Люсия меньше Побрекито, хотя старше. Она из menoritas, рожденных быть маленькими. Хоть она уже достаточно взрослая (у нее выросла грудь и пошла кровь), тело у нее гладкое и тонкое, как у ребенка. Побрекито знает это, потому что они часто спят, прижимаясь друг к другу, и она любит, чтобы он гладил ее, как ребенка, водил руками по бокам и спине, укладывал себе на грудь. Он пробовал делать пальцами кое-какие вещи из увиденного на картинках, но она внизу слишком маленькая, и спереди, и сзади, и жалуется, что ей больно.
Сама она никогда не предлагала прикоснуться к нему.

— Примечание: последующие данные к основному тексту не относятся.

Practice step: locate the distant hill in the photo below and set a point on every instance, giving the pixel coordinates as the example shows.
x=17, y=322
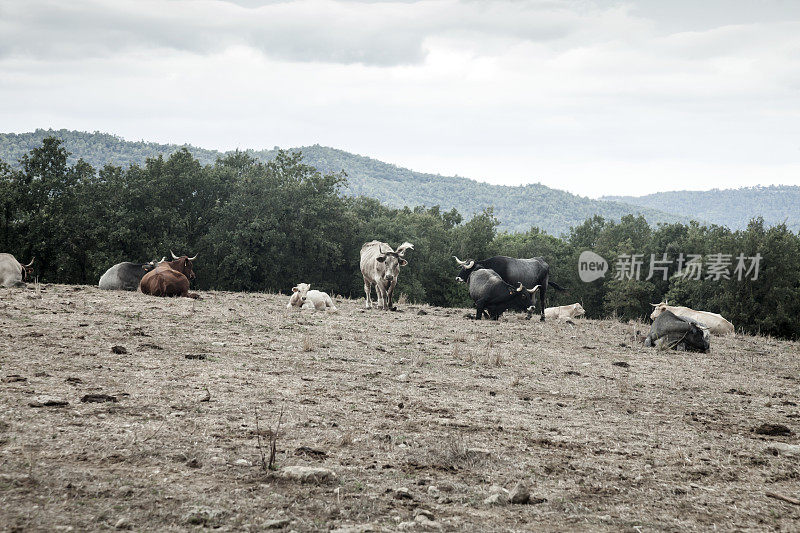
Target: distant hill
x=727, y=207
x=517, y=208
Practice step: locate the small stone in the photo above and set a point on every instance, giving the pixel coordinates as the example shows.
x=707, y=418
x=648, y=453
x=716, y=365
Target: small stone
x=308, y=474
x=360, y=528
x=773, y=430
x=496, y=489
x=423, y=512
x=519, y=494
x=497, y=498
x=98, y=398
x=781, y=448
x=48, y=401
x=202, y=516
x=402, y=493
x=277, y=523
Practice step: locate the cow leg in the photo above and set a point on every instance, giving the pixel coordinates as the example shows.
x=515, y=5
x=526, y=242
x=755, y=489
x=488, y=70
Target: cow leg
x=380, y=289
x=367, y=292
x=389, y=295
x=480, y=307
x=542, y=293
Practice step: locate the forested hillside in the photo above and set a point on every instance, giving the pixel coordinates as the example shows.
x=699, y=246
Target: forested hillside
x=733, y=208
x=267, y=226
x=517, y=208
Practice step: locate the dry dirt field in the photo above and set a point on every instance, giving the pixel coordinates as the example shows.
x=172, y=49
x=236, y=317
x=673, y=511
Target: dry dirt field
x=421, y=416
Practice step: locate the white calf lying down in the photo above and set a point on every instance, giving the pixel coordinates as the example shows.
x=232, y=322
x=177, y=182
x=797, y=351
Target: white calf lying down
x=303, y=298
x=565, y=311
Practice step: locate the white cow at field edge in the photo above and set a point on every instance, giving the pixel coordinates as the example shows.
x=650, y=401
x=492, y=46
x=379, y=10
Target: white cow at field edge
x=303, y=298
x=565, y=311
x=12, y=272
x=715, y=323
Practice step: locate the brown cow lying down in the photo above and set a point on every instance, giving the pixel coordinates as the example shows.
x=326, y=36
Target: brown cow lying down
x=170, y=278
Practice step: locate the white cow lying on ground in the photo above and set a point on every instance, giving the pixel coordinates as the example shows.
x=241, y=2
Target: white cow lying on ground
x=715, y=323
x=303, y=298
x=565, y=311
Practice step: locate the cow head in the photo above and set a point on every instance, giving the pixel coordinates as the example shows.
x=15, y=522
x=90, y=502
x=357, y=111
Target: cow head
x=521, y=298
x=183, y=264
x=27, y=270
x=658, y=309
x=392, y=261
x=698, y=337
x=467, y=268
x=299, y=294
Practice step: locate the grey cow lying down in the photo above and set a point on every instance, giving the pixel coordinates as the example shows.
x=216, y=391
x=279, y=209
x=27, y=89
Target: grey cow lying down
x=678, y=333
x=303, y=298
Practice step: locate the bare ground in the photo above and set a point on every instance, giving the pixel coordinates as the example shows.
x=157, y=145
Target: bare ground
x=385, y=400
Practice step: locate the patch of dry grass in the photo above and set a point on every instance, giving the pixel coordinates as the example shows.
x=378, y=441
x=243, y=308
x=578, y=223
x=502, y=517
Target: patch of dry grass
x=386, y=400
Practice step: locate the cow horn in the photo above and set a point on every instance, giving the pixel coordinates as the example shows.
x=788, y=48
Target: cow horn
x=401, y=250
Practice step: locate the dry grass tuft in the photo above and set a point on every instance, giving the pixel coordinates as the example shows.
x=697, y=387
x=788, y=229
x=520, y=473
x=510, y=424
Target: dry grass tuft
x=308, y=346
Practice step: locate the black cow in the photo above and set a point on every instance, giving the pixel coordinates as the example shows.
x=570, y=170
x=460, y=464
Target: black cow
x=678, y=333
x=529, y=272
x=125, y=276
x=494, y=295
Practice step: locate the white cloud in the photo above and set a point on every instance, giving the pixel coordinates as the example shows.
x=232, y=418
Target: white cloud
x=597, y=98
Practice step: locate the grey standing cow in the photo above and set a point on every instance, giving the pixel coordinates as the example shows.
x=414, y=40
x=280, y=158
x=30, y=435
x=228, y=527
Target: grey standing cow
x=125, y=276
x=12, y=272
x=380, y=266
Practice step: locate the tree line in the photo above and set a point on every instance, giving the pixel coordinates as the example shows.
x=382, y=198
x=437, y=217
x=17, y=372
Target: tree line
x=267, y=226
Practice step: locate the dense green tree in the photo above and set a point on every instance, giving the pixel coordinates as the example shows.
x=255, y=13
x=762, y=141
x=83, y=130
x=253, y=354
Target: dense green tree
x=267, y=226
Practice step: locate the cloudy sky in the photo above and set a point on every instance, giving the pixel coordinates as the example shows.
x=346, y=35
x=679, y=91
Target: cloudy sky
x=594, y=97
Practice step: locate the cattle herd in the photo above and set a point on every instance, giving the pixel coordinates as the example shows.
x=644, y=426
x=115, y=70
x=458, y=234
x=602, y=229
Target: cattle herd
x=495, y=285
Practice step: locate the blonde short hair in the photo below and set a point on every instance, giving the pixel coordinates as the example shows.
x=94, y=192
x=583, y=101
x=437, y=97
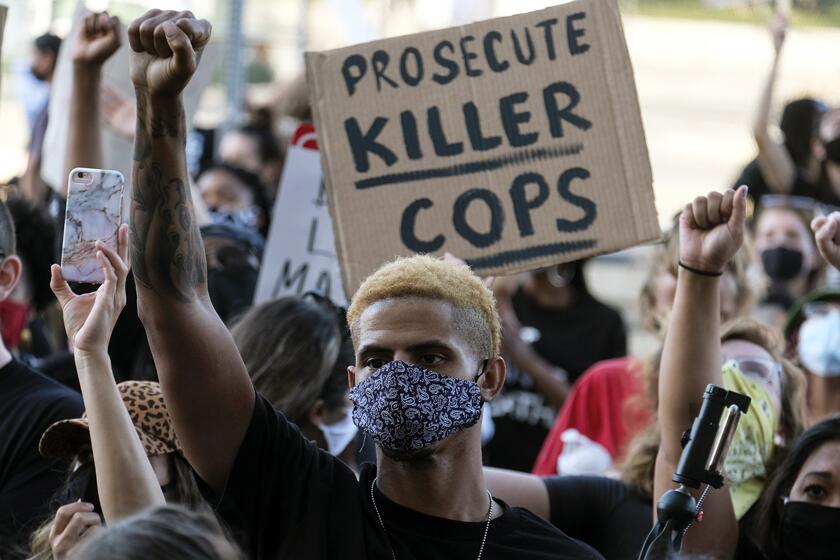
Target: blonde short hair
x=423, y=276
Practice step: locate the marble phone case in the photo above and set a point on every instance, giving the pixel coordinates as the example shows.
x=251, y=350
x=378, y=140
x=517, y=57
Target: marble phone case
x=94, y=212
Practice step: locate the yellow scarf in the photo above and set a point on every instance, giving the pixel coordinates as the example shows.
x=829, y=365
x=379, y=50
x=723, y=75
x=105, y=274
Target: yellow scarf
x=753, y=443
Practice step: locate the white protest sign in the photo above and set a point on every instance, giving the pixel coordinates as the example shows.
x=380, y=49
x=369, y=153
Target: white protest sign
x=300, y=254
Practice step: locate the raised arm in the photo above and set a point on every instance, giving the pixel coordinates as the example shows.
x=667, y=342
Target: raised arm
x=208, y=391
x=97, y=38
x=711, y=231
x=827, y=235
x=125, y=479
x=774, y=161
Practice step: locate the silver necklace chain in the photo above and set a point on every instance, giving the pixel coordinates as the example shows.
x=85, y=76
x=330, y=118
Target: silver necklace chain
x=486, y=524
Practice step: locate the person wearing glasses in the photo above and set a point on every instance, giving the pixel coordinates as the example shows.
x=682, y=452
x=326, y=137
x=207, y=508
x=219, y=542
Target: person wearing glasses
x=813, y=336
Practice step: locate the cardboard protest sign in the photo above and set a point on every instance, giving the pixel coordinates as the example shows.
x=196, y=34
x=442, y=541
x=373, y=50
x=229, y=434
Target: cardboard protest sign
x=300, y=253
x=512, y=143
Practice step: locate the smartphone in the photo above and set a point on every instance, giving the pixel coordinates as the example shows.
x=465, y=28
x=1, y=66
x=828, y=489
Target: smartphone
x=94, y=213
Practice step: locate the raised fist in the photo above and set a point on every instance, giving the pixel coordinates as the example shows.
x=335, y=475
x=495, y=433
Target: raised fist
x=712, y=229
x=827, y=235
x=166, y=47
x=97, y=39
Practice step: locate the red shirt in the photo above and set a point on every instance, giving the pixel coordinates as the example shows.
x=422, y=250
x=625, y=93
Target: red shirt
x=596, y=408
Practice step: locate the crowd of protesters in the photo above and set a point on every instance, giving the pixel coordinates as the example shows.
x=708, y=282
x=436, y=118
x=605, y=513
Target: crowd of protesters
x=171, y=418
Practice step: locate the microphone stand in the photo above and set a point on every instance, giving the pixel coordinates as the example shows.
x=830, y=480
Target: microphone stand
x=701, y=462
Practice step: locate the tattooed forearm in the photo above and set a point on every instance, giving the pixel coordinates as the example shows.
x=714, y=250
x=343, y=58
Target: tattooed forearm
x=167, y=251
x=162, y=122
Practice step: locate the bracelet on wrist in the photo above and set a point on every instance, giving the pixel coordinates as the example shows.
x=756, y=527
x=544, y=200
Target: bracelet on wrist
x=700, y=272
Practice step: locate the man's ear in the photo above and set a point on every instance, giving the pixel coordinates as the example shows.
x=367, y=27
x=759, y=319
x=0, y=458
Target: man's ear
x=10, y=270
x=351, y=376
x=315, y=413
x=493, y=379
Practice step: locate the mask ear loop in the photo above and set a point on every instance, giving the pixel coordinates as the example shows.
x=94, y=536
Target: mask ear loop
x=482, y=371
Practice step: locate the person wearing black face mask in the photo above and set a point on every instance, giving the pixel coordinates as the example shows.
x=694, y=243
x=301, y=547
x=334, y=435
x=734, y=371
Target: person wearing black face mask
x=800, y=508
x=233, y=264
x=785, y=248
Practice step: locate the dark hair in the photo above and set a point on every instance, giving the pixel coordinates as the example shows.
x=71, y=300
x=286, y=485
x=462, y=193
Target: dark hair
x=182, y=490
x=35, y=240
x=800, y=123
x=770, y=506
x=48, y=43
x=162, y=532
x=578, y=279
x=334, y=391
x=251, y=182
x=289, y=346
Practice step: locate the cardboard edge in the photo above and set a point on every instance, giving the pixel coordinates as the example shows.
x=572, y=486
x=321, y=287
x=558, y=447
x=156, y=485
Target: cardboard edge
x=645, y=218
x=313, y=63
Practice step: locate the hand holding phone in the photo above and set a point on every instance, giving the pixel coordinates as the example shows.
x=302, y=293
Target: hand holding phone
x=94, y=212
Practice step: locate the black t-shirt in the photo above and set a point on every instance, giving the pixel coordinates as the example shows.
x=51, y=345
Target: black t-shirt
x=29, y=403
x=576, y=337
x=573, y=339
x=286, y=498
x=606, y=514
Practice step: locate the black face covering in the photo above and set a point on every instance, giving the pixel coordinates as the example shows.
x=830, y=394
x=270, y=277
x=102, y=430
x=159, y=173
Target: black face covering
x=782, y=264
x=832, y=150
x=810, y=532
x=231, y=288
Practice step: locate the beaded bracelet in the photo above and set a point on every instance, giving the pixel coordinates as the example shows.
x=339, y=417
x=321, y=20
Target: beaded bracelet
x=700, y=272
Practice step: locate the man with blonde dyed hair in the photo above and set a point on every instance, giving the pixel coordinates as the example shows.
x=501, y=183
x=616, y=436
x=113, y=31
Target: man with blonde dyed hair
x=426, y=335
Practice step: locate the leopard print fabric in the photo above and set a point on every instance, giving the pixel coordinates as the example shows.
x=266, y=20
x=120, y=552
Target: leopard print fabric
x=145, y=405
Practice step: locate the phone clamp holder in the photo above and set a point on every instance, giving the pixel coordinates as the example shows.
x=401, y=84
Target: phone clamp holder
x=701, y=462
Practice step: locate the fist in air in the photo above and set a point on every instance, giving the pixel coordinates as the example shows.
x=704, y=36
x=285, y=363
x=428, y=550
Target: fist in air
x=712, y=229
x=97, y=39
x=827, y=235
x=166, y=47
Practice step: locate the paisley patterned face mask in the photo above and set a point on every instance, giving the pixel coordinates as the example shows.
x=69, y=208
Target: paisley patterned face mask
x=404, y=407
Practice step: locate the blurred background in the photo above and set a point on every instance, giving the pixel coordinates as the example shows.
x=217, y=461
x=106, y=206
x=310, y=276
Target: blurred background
x=700, y=68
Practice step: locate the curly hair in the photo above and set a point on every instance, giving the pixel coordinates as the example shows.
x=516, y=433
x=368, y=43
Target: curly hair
x=422, y=276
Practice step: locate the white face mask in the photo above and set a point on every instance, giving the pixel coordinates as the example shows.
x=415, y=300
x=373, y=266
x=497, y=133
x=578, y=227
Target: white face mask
x=819, y=345
x=340, y=434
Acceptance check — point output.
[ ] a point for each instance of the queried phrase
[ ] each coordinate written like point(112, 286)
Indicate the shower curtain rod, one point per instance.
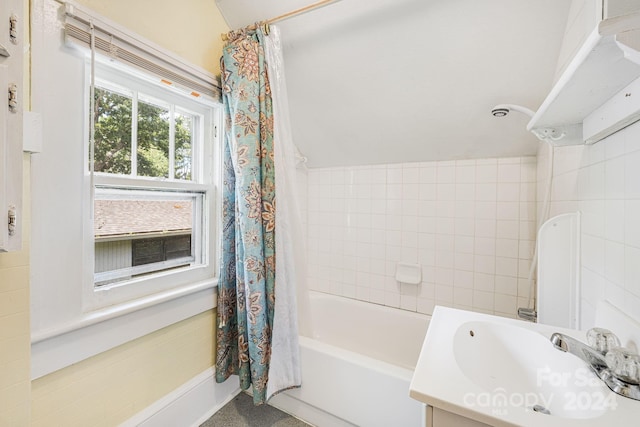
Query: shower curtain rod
point(285, 16)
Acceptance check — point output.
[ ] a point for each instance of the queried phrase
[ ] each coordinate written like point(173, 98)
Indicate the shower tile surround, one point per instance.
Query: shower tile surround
point(602, 181)
point(470, 224)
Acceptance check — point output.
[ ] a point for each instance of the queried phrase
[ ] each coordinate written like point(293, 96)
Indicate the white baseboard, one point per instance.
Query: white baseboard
point(189, 405)
point(305, 412)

Побрекито прогнал эту мысль.
— А что, если мертвые могут рождаться заново? Священники все время об этом говорят. — Он улыбнулся, и его покрытые пятнами зубы блеснули даже в тени. — Я отбелю себе кожу и волосы, как они делали, и заведу красивый дом с бассейнами и роскошной мебелью. У меня будут разноцветные сверкающие машины и настоящий бензин.
Она засмеялась, легла спиной ему на грудь, положила голову ему на шею и глотнула пульке из бутылки так, что Побрекито стало не по себе и он почувствовал, как по телу разлился жар. Он принялся гладить ее волосы и мечтать о далеких исчезнувших городах, таких как Лос-Анджелес и Омаха.
Вечером в colonia было неспокойно. Люди, даже рабочие дневных смен, которым уже пора было спать, вышли из домов, и на улицах не смолкали озлобленные голоса. Этот гомон был похож на шипение пузырьков в бутылке. Он даже заметил оружие: ножи в руках, пистолеты за поясами. Хранение и ношение при себе оружия считалось самым серьезным преступлением.